Our procedures mitigate risk

  • Camp risk management plans considered by College 4 weeks prior to camp.
  • Excursion plans approved by College 2 weeks prior to attendance.
  • Windows into all rooms where children work with adults – easy line of sight.
  • Codes for physical contact in professional work eg. personal care/first aid/sports coaching.
  • Careful staff selection using standardized procedures.
  • Staff induction programs.
  • Staff training & professional development.
  • Staff supervision arrangements.
  • Safety procedures for Relief Teachers/Volunteers.
  • Procedures for Teachers/College members/Directors – these are found in the respective handbooks and supply further detail.
  • Ghilgai expects all parents to be vigilant with us regarding any aspect of risk so that together we can provide safety for the children at our school.
  • If you have concerns re child abuse you should report to Child First 1300 369 146

-Confidentiality assured.
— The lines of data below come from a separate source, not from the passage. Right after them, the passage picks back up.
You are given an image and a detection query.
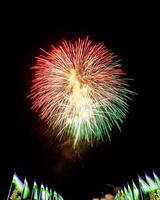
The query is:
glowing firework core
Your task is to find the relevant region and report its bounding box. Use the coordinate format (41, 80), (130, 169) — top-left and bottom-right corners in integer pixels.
(29, 38), (133, 145)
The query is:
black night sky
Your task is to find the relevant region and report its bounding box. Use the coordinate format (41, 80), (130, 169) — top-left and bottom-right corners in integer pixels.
(0, 2), (160, 200)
They will refer on to Child Protection if needed.

Reporting Child Sexual Abuse

Child Protection                 9843 6000

                                              131 278 (24hrs)

  • All adults must report allegations/disclosures of child abuse to Child Protection. Confidentiality provided.
  • You may consult a Teacher/College member – or write a note and hand it in at reception addressed to Child Safe Officer if you have concerns.
  • Sexual Abuse adult to child (under 16 years) must be reported to Police 000
  • Grooming Offense
  • Crimes Amendment July 2014

This offence targets predatory conduct designed to facilitate later sexual activity with a child by an adult (18 years and over)

  • Failure to disclose is an offence
  • Under Crimes Amendment (Protection of Children) Act October 2014

The offence requires that any adult (aged 18 or over) who holds a reasonable belief that a sexual offence has been committed in Victoria by an adult against a child (aged under 16) must disclose that information to the police.

  • Failure to Protect

If a person in authority knows that someone within their organization poses a risk of committing a sexual offence against a child and they fail to remove that person who poses a risk, they themselves will be guilty of a criminal offence. As soon as a person in authority becomes aware of a risk of child sexual abuse, they will be under a duty to take steps to remove or reduce that risk.